The Double-Edged Sword of Gig Work
Stoy Hall, CEO of the financial advisory firm Black Mammoth, highlights the advantages and disadvantages of gig work for Gen Z. On one hand, gig work offers flexibility, autonomy, and the potential for multiple income streams. This newfound freedom can be empowering, allowing individuals to tailor their work schedules and choose projects that align with their interests. However, Hall warns that this flexibility often comes at a cost. Many young gig workers are forgoing traditional benefits that contribute to long-term financial security, such as retirement plans, health insurance, and predictable income. The gig mindset may feel liberating, but it can leave many financially exposed.
Building a Financial Safety Net
Despite the challenges associated with gig work, there are strategies that young freelancers can adopt to create a financial safety net tailored to their unique circumstances.
1. Build a Cushion for Emergencies
Irregular paychecks can complicate budgeting, making it difficult to maintain a static financial plan. Personal finance experts recommend a reverse approach: base this month’s spending plan on last month’s income. Before allocating funds, it’s wise to set aside surplus cash in an emergency cushion equal to one month’s expenses. A popular budgeting method is zero-based budgeting, where every budget period starts from zero, and each expenditure is justified from scratch.
When starting out, freelancers should aim for an emergency fund of six to twelve months’ worth of expenses—more than the typical three-month rule. This larger buffer provides extra security in case gig assignments dry up unexpectedly. Automating savings deposits can help keep savings plans on track and reduce the temptation to overspend.
2. Navigating Taxes
Gig workers must also pay special attention to taxes. Since platforms typically do not withhold payroll taxes, the IRS expects freelancers who owe at least $1,000 for the year to make quarterly estimated tax payments.
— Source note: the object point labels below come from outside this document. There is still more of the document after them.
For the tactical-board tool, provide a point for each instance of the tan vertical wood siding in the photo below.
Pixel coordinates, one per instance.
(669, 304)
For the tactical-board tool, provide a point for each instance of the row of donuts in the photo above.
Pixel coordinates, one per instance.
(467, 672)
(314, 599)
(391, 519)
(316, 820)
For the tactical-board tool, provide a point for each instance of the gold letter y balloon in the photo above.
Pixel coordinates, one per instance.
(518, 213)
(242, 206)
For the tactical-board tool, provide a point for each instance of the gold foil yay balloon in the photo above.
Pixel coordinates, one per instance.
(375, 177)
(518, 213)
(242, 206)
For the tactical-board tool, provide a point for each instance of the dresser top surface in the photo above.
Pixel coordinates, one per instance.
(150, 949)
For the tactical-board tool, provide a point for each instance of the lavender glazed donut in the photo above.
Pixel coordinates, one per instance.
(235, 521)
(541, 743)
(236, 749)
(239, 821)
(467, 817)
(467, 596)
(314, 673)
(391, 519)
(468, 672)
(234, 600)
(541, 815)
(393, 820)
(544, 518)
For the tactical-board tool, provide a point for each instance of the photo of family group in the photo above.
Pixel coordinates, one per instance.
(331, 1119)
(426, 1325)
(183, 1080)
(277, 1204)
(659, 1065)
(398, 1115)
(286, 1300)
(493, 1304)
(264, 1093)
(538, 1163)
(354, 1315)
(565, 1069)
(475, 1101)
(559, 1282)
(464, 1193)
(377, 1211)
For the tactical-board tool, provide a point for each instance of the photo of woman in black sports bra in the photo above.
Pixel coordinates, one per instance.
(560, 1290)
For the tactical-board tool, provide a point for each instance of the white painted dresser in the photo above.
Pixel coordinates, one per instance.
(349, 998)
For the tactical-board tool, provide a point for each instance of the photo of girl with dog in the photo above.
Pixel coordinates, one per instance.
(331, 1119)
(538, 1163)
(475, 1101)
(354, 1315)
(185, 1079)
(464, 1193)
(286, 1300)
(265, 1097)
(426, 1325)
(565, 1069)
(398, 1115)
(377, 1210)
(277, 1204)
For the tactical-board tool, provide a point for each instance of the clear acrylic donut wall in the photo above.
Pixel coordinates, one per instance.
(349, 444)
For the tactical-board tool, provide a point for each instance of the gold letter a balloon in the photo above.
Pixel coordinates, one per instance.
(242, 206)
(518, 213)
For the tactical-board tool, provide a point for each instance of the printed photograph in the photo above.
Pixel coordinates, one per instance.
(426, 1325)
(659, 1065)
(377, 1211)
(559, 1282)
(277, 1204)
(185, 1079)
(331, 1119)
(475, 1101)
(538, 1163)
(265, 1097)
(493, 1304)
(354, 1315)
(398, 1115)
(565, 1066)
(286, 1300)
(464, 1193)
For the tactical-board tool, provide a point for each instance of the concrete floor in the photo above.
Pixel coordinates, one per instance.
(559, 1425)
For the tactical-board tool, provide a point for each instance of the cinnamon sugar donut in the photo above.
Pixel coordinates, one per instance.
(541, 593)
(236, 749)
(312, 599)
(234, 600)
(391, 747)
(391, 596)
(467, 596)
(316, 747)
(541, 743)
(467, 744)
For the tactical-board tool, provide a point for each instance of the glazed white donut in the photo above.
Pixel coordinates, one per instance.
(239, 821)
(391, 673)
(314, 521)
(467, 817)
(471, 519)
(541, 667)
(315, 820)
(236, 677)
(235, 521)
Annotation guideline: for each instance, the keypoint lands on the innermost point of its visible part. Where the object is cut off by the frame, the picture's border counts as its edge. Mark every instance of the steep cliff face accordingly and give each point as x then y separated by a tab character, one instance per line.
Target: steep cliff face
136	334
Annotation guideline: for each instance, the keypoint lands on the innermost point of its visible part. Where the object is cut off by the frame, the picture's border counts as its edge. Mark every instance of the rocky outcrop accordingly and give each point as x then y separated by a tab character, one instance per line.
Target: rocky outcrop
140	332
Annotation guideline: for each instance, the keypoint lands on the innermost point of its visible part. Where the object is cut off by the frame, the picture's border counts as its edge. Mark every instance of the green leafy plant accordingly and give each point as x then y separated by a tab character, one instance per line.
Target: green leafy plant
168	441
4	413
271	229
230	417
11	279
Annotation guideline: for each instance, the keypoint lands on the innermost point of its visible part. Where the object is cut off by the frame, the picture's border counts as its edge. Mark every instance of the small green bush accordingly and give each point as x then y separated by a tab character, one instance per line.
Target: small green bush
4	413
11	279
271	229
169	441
To avoid surprises, it’s advisable to set aside 25% to 30% of every payment received in a high-yield savings account earmarked specifically for taxes.
Replacing Traditional Benefits with a DIY Approach
As gig workers navigate the absence of traditional employer-provided benefits, they can create their own safety nets.
Health Insurance
For Gen Zers whose gigs serve as their primary income, purchasing health coverage through the Affordable Care Act marketplace is a viable option. Enhanced premium subsidies, extended through 2025, make plans affordable, sometimes lowering premiums to under $10 a month.
Retirement Planning
Two self-employed retirement options stand out:
Roth IRA or Traditional IRA: Individuals can contribute up to $7,000 in 2025 (or $8,000 if they are 50 or older).
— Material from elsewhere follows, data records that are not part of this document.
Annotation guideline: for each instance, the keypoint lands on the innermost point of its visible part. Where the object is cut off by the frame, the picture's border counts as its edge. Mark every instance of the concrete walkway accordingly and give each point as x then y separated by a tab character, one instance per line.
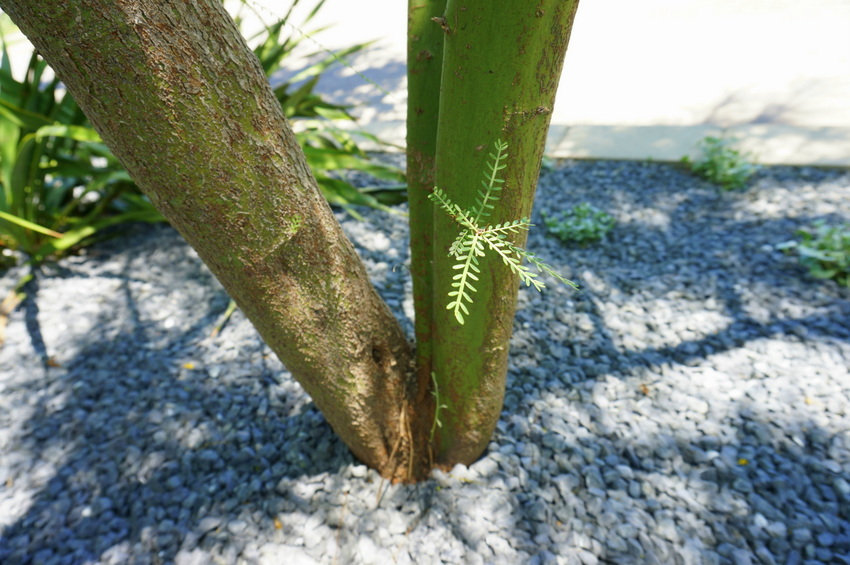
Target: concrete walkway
648	79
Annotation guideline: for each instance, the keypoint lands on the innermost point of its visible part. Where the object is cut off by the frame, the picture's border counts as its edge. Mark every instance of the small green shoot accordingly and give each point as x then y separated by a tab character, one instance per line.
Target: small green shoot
473	241
582	224
722	164
439	407
824	250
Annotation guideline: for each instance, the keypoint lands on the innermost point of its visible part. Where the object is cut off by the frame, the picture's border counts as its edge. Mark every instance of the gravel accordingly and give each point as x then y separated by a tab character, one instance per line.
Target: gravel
691	404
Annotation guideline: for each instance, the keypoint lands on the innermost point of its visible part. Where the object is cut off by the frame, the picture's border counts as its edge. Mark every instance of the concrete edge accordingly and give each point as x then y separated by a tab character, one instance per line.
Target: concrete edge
766	143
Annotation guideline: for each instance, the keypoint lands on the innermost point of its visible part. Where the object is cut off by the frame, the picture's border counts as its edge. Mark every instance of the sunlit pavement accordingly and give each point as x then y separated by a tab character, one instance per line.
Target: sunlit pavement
646	79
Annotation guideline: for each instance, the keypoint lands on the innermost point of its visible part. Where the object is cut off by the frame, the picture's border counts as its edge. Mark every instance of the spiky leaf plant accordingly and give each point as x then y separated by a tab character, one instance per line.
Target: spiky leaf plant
474	240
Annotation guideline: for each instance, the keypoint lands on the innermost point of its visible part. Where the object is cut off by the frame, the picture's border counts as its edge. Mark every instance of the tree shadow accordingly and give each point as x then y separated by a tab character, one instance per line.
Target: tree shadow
188	445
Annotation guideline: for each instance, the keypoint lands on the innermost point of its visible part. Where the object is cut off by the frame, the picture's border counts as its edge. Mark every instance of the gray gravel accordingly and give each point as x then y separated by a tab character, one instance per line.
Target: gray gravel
690	405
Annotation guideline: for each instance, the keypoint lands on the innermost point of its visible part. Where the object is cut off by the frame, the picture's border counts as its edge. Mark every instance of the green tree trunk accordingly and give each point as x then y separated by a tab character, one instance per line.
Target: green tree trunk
424	68
501	67
177	95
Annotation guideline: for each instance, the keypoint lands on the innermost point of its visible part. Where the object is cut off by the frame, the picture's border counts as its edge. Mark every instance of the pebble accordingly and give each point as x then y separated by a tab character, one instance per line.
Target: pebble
699	373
Solo 401(k) or SEP-IRA: For higher earners, a solo 401(k) allows for elective deferrals plus an “employer” profit-sharing contribution, capped at $70,000 in 2025. SEPs offer similarly high limits with less paperwork but lack the tax-exempt Roth feature.
Insurance Gaps
Gig workers should also consider:
Disability Insurance: Protects income in case of accidents or serious illness.
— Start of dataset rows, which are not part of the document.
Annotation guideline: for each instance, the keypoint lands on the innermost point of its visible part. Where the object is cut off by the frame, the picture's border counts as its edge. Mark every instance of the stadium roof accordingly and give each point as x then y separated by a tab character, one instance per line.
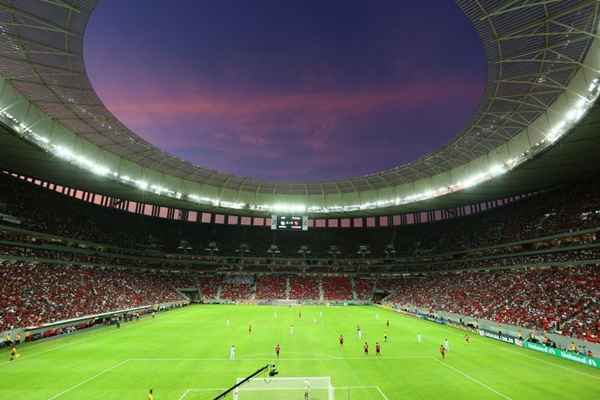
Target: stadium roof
543	63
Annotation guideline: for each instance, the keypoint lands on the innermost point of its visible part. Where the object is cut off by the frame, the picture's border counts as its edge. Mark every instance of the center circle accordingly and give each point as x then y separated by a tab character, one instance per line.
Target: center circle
288	91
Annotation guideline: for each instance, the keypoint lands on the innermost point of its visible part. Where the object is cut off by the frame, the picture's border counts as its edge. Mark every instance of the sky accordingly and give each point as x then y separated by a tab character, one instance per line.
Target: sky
292	91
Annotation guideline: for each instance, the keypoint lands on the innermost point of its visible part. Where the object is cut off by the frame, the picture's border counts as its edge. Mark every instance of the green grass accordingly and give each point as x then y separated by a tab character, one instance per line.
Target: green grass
188	349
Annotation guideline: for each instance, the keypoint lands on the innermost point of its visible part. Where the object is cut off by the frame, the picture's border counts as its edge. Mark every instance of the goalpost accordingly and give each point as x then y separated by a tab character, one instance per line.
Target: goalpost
282	388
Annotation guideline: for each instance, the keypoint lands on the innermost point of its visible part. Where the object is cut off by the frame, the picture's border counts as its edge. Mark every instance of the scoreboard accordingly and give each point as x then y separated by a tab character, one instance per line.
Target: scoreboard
289	222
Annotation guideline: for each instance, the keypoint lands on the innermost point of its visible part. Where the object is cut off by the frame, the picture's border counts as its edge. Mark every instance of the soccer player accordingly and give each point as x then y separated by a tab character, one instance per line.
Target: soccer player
306	389
13	354
232	352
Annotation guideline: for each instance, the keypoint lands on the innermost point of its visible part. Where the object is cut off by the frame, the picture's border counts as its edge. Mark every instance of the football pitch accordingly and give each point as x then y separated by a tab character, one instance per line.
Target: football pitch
184	355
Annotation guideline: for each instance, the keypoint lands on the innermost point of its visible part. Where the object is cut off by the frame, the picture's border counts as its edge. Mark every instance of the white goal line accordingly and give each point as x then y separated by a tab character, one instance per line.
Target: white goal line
187	392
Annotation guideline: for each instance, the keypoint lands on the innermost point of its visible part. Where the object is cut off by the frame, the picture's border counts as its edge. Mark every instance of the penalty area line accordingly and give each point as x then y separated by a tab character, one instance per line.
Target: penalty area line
91	378
477	381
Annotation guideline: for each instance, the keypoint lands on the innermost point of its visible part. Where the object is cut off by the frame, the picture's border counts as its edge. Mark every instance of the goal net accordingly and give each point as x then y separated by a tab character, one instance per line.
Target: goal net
283	388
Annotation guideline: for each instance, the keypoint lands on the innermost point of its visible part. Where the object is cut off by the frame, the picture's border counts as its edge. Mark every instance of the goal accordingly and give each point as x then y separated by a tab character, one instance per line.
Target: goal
283	388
Liability or Commercial-Auto Coverage: Essential for those who drive or deliver.
Portable Benefits Accounts: Some states are piloting programs that allow platforms to contribute to pooled benefit funds that workers control as they shift between gigs.
Diversification and Upskilling
To enhance financial stability, gig workers should diversify their income streams. This could involve spreading gigs across multiple platforms—such as graphic design on UpWork, short-term tutoring on Wyzant, and occasional rideshare driving. Upskilling in high-demand areas, like cybersecurity, can also lead to higher earnings compared to traditional gig roles.
The Bottom Line
Generation Z’s embrace of gig work offers unparalleled flexibility and autonomy, but it also shifts the responsibility for benefits and long-term security onto the individual. As Stoy Hall succinctly puts it, "If you want the freedom of a CEO, you need the financial discipline of a CFO."
By budgeting for irregular cash flow, building a DIY suite of insurance and retirement accounts, and continually investing in both markets and new skills, young freelancers can transform the gig life into a diversified, resilient, and ultimately prosperous financial future. The gig economy may be the new norm, but with the right strategies, it can also be a pathway to financial empowerment.